If we trace back the accepted opinion that Congress is broken, a turning point came right after President Obama’s first inauguration when Sen. Mitch McConnell, speaking for all Republicans, it seems, said that his mission was to make Obama a one-term president.  The intractable divisions that made the fiscal cliff a nightmare – and a ridiculous spectacle – go back much further, as everyone knows.

 

But David Brooks exploded conventional wisdom when he said that the chief myth in politics today is that a reasonable nation is saddled with an irrationally antagonistic Congress.  In reality, Brooks points out, voters don’t want to make sacrifices, and they elect those candidates who uphold their refusal.  Republican districts send congressmen who refuse to raise taxes. Democratic districts send congressmen who refuse to touch entitlements. The will of the people is being carried out.

 

The problem is that the will of the people in this case is stubbornly wrong-headed.  During the run-up to the fiscal cliff dive, many commentators said that a grand bargain could be drawn up in half an hour if both sides would just be reasonable. What stood in the way was politics.  Yet it seems more true to say that a divided nation is standing against itself.

 

With many cliffs looming in the future, it will take a crisis every time to provoke both sides to reach a deal, and the deals are likely to be incremental. But that’s okay, because the national will needs time to shift. On the role of government, right versus left is a disagreement that runs as deep as racial inequality once did or the vote for women or the right of gays to marry.
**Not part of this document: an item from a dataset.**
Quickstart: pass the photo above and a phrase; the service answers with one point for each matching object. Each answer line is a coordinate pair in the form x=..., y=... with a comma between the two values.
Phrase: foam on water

It’s worthwhile to believe in process, since the alternative – one side crushing the other – leads to unhealed wounds and long, long resentments.

 

If John Boehner really told Harry Reid to go f— himself, it’s in keeping with calling the President a liar during his State of the Union address, the birther smear, the use of Willie Horton to terrify voters with the specter of an angry black male, and Nixon’s Southern strategy, which signaled with a wink and a nod that racism was respectable.  The whole trend has led to deep divisions because, as I see it, the forces of reaction have profited from the worst impulses in human nature.  To be on the good side of that trend means not giving in to it.  The same holds true for aspects of reactionary politics that are not so unsavory or immoral, such as dismantling the social welfare state, crippling government, removing environmental controls, and constantly inflating the defense budget.  These cliffs are unavoidable until the national will is weaned off right-wing values.  It takes time, patience, and a steady moral compass.